What’s novel about this program is just how generous its terms are. The securities offered as collateral are priced at par value, which is not their current, depressed market value but rather their original value.
The interest rate for the Bank Term Funding Program, which is published daily, is the one-year overnight index swap rate (OIS) plus 10 basis points. As of May 24, 2023, that rate was 5.05%.
Restoring Confidence in the Nation’s Banking System
Even though the FDIC insures deposits up to a maximum of $250,000, in the aftermath of the implosions at SVB and Signature Bank, Fed Chair Jerome Powell and U.S. Treasury Secretary Janet Yellen promised all customers of the failed bank would be “made whole,” which meant they would get all of their money back—even above the $250,000 insurance limit.
This action sought to reassure Americans that everyone’s money was safe at their local bank and always would be. President Biden said, “Because of the actions that our regulators have already taken, every American should feel confident that their deposits will be there if and when they need them.”

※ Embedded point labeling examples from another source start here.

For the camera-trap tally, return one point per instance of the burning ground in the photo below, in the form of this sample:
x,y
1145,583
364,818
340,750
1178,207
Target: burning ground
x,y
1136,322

Taking Some Blame for the Fallout
Remarkably, when Fed Vice Chair for Supervision Michael Barr released the agency’s investigation into the failure at Silicon Valley Bank, he said that the Fed itself did not “take forceful enough action” to prevent the catastrophe. He also cited a lack of supervision of the distressed bank during the Trump Administration under former Fed Vice Chair for Supervision, Randal Quarles.
Additionally, the Trump-era rollbacks of the Dodd-Frank Act, which had implemented “stress testing” of small and mid-sized banks to identify systemic threats, had effectively served as smokescreens, obscuring the crises before they were too late to fix.

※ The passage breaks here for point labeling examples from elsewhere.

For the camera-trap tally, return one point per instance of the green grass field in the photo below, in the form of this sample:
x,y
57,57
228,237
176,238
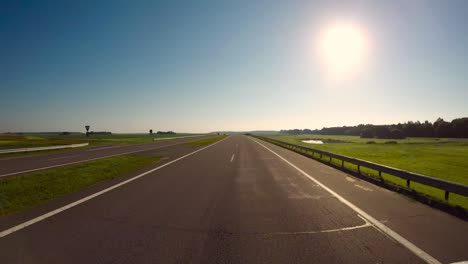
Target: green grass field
x,y
206,141
441,158
10,141
31,189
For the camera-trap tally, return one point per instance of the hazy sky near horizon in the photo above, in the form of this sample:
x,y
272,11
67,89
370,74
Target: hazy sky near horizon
x,y
201,66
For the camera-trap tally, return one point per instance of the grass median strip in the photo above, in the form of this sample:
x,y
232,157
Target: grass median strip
x,y
31,189
203,142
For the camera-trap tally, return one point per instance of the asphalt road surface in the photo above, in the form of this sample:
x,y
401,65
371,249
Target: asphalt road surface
x,y
242,201
18,165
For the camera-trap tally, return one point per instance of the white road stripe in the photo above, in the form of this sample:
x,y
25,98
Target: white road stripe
x,y
80,161
96,149
68,206
64,157
412,247
366,224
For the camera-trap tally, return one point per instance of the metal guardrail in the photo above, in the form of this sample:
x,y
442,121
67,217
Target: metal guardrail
x,y
448,187
4,151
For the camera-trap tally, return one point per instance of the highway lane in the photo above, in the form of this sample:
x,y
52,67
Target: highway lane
x,y
234,202
17,165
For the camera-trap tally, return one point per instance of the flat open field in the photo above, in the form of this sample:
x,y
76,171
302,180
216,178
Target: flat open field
x,y
8,141
441,158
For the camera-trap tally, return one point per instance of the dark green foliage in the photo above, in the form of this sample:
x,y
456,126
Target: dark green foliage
x,y
367,133
457,128
397,134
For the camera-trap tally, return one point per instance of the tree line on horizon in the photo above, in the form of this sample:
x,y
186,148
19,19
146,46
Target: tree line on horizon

Finally, during the Federal Open Market Committee press conference on May 3, 2023, after the Fed raised the Fed funds rate by another 25 basis points to a range of 5.00 to 5.25%, Fed Chair Jerome Powell hinted that they might be finished with rate hikes. He pointed out how his press release no longer contained language about “anticipating further increases.” He then added that future policy decisions would be made on a “meeting-by-meeting basis.”
Is the Banking Crisis of 2023 Over?
Even if the Fed maintains the Fed funds rate at its current levels, the banking sector may not be out of the woods yet. Even a longtime REIT investor like Charlie Munger, Vice Chairman of Berkshire Hathaway, admits that “A lot of real estate isn’t so good any more. We have a lot of troubled office buildings, a lot of troubled shopping centers, a lot of troubled other properties. There’s a lot of agony out there.”
And there are rumblings that two more regional banks, PacWest and Western Alliance, may be the next to fall. Only time will tell what happens next.